Świnoujście zero waste. W centrum miasta została otwarta jadłodzielnia. Cel jest jeden: zero waste – czyli nic do kosza.
Dziś o godz. 11.00 na targowisku miejskim „Zielony Rynek pod Zegarem” oficjalnie ruszyła pierwsza świnoujska jadłodzielnia.
Inicjatywa ma służyć oszczędności i zapobieganiu marnowania żywności. Można zarówno podzielić się tym, co nam zbywa, jak i częstować się tym, co zostało zgromadzone. Cel jest jeden: zero waste – czyli nic do kosza.

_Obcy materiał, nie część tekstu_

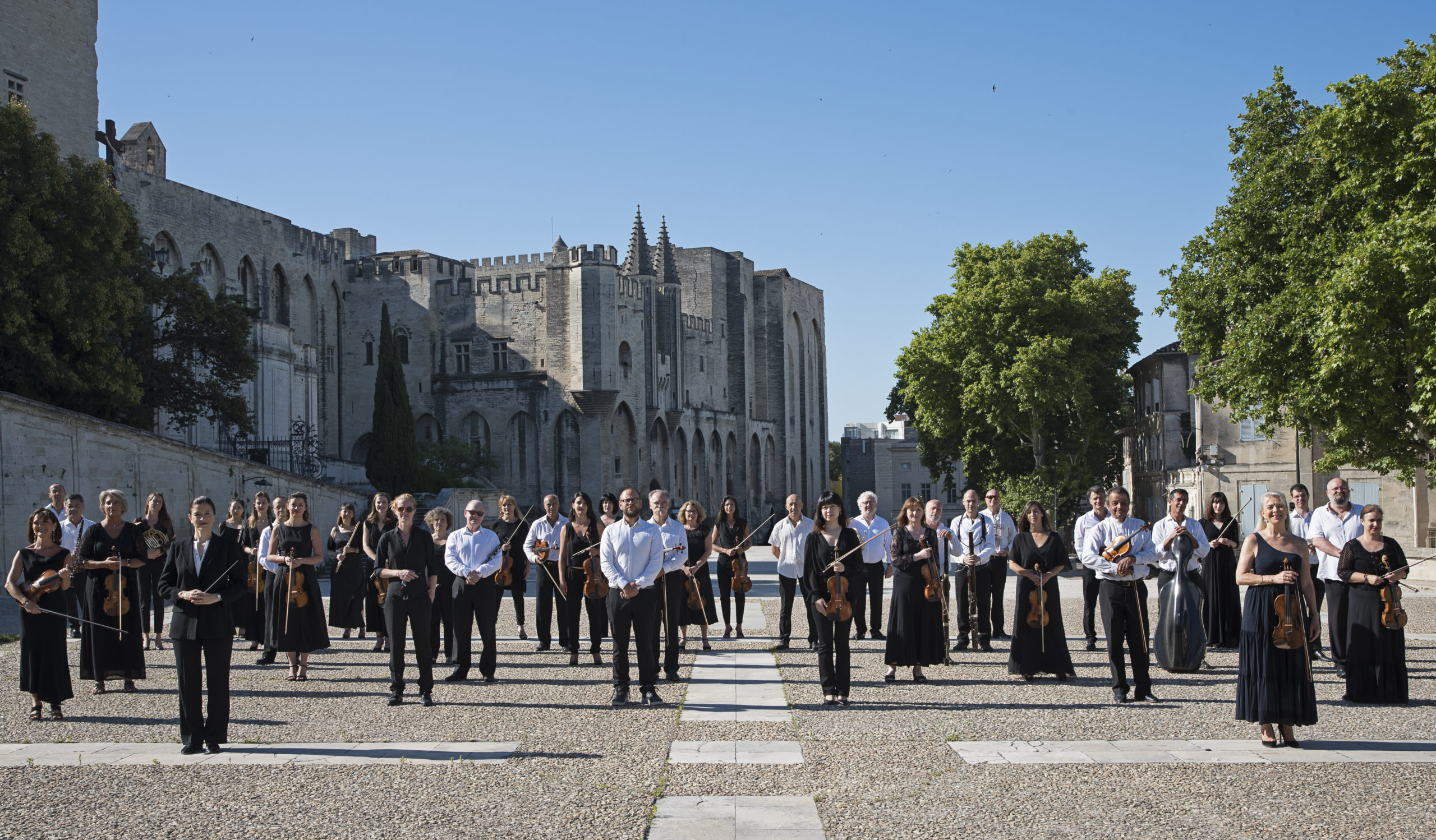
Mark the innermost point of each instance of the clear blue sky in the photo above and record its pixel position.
(853, 144)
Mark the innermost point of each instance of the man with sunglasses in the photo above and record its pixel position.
(473, 553)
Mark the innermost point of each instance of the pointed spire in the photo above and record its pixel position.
(639, 259)
(667, 269)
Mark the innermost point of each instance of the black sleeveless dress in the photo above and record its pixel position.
(1271, 684)
(295, 628)
(45, 665)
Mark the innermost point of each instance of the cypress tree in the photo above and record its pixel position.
(394, 453)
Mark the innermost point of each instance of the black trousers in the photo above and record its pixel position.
(835, 659)
(417, 613)
(194, 726)
(871, 582)
(960, 587)
(635, 618)
(475, 602)
(726, 590)
(547, 593)
(1090, 587)
(997, 587)
(1121, 616)
(1337, 593)
(575, 606)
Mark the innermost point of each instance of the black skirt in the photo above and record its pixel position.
(1376, 655)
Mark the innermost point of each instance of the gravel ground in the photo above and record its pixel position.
(880, 769)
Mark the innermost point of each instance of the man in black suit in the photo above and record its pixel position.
(201, 576)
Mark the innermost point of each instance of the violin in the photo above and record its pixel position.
(1393, 618)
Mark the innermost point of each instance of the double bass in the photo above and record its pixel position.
(1181, 641)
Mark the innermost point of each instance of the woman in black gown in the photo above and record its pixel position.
(348, 582)
(696, 566)
(296, 629)
(1274, 685)
(830, 541)
(1221, 598)
(582, 532)
(1376, 654)
(45, 665)
(111, 552)
(1039, 556)
(914, 624)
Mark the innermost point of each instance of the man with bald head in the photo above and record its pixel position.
(547, 532)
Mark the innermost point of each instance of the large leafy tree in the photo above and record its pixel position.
(1021, 371)
(1310, 301)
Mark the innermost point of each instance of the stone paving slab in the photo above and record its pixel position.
(338, 753)
(1198, 751)
(736, 819)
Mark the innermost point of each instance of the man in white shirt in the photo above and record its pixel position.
(1332, 528)
(673, 583)
(788, 541)
(1300, 523)
(973, 534)
(632, 557)
(1122, 615)
(547, 530)
(475, 553)
(876, 565)
(1090, 587)
(72, 528)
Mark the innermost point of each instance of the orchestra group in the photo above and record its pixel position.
(255, 573)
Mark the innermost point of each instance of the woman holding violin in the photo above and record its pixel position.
(830, 580)
(1373, 566)
(1039, 639)
(38, 576)
(915, 619)
(582, 580)
(731, 541)
(1274, 672)
(295, 608)
(111, 555)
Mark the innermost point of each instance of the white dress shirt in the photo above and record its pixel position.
(468, 551)
(547, 532)
(975, 533)
(1337, 530)
(881, 549)
(1163, 529)
(791, 542)
(1104, 534)
(631, 553)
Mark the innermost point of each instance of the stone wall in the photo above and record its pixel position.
(42, 446)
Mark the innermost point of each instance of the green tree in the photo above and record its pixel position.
(1310, 301)
(394, 457)
(1020, 372)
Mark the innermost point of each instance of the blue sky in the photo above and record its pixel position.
(853, 144)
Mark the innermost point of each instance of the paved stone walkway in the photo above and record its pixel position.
(1196, 751)
(339, 753)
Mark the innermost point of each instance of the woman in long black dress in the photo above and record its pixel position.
(1376, 654)
(1274, 685)
(348, 582)
(582, 533)
(45, 665)
(1221, 598)
(249, 611)
(293, 551)
(112, 553)
(1039, 556)
(914, 624)
(380, 521)
(829, 541)
(696, 566)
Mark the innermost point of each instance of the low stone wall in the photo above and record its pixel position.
(42, 444)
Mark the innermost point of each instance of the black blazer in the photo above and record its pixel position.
(222, 557)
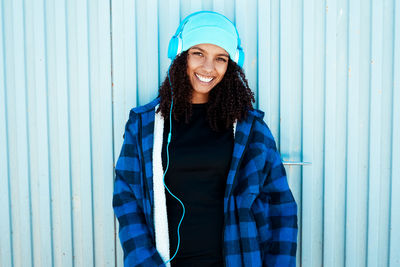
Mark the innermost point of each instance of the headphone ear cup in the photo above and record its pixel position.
(240, 57)
(173, 47)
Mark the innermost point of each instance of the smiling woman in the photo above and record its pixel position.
(207, 64)
(199, 181)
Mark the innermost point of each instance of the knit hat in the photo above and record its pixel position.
(207, 27)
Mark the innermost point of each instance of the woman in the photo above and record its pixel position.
(199, 181)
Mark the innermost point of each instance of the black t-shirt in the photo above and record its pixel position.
(199, 164)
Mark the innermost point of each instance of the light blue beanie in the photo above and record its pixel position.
(207, 27)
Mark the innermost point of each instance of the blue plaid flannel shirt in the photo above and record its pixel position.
(260, 223)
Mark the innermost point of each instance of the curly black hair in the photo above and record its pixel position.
(228, 101)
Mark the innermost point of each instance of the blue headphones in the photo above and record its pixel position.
(207, 27)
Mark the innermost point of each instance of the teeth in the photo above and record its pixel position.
(204, 79)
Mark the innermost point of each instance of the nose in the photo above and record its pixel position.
(208, 64)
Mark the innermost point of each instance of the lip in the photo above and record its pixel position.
(198, 79)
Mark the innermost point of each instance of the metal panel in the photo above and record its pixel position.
(327, 74)
(56, 117)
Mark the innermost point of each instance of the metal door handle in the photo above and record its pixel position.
(301, 163)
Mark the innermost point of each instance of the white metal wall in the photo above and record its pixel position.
(326, 72)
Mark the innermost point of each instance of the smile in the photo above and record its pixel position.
(204, 78)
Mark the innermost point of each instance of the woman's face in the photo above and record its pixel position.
(207, 64)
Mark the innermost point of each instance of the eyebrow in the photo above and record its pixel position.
(202, 50)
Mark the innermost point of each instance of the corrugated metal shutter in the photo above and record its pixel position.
(327, 74)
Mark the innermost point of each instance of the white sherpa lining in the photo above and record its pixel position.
(160, 206)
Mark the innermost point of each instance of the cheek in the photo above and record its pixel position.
(222, 71)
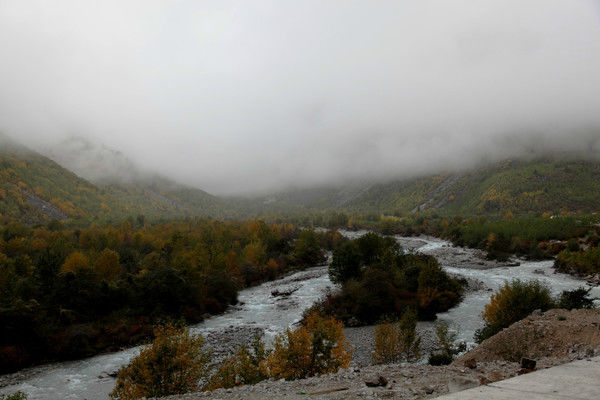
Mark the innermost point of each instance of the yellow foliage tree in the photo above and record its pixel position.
(107, 265)
(75, 261)
(246, 367)
(318, 347)
(395, 342)
(173, 364)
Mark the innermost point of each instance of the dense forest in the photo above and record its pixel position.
(69, 293)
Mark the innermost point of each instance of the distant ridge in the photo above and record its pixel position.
(33, 188)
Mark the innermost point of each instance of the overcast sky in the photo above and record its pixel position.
(237, 96)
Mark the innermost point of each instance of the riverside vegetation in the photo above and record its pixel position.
(380, 281)
(68, 293)
(175, 362)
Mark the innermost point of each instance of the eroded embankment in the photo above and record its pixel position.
(552, 338)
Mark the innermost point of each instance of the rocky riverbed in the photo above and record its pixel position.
(274, 306)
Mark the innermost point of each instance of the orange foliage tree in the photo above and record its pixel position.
(318, 347)
(173, 364)
(75, 261)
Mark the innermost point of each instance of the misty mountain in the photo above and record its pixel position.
(35, 188)
(555, 183)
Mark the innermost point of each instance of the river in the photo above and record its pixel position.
(87, 379)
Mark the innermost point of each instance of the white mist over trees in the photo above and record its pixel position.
(238, 96)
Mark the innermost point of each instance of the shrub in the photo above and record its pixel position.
(307, 250)
(14, 396)
(246, 367)
(577, 298)
(579, 262)
(396, 342)
(513, 302)
(318, 347)
(446, 341)
(173, 363)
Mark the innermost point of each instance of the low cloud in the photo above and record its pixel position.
(247, 96)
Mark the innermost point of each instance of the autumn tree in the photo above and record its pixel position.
(397, 341)
(245, 367)
(75, 262)
(107, 265)
(173, 363)
(318, 347)
(513, 302)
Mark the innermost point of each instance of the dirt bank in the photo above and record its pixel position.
(551, 338)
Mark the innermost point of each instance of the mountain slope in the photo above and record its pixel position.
(551, 184)
(34, 189)
(523, 187)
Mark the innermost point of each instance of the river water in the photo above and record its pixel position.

Władze Miasta poparły tę świetną, społeczną ideę. Stowarzyszenie Kierunek Świnoujście – pomysłodawca jadłodzielni – uzyskało wsparcie w organizacji miejsca na tę działalność, które zostało udostępnione (non profit) przez Miasto na targowisku w pawilonie nr 4, nieprzypadkowo – bo w samym centrum.
Co ważne, w tę współpracę zaangażowani są wolontariusze, włączają się również przedsiębiorcy i branża spożywcza, supermarkety i mniejsze sklepy. Jadłodzielnia jest czynna w czasie otwarcia targowiska, tj. 6.00 – 17.00.
Problemy związane z pandemią nie pozwoliły na otwarcie jadłodzielni wcześniej, ale jak się okazuje czas rozpoczęcia foodsharingu w Świnoujściu jest bardzo dobry.
W momencie największych zaostrzeń sanitarnych wiele osób niepotrzebnie robiło duże zapasy. Nie mogło być lepszego momentu na podzielenie się nagromadzoną żywnością, niż właśnie teraz, kiedy wielu z nas zdało sobie sprawę z tego, że kupiło zbyt wiele.
A można oddać wszystko, co nie przekroczyło terminu ważności, przydatności do spożycia, żywność fabrycznie zapakowaną, produkty suche, wyroby piekarnicze czy przetwory własne opisane datą wytworzenia.
Prezydent Miasta Janusz Żmurkiewicz podziękował dziś wszystkim, którzy przyczynili się do tej inicjatywy. Wyraził również nadzieję na współpracę właścicieli hoteli, którzy już nieraz podzielili się żywnością niewykorzystaną dla ich gości, np. z powodu zamknięcia obiektów na czas pandemii.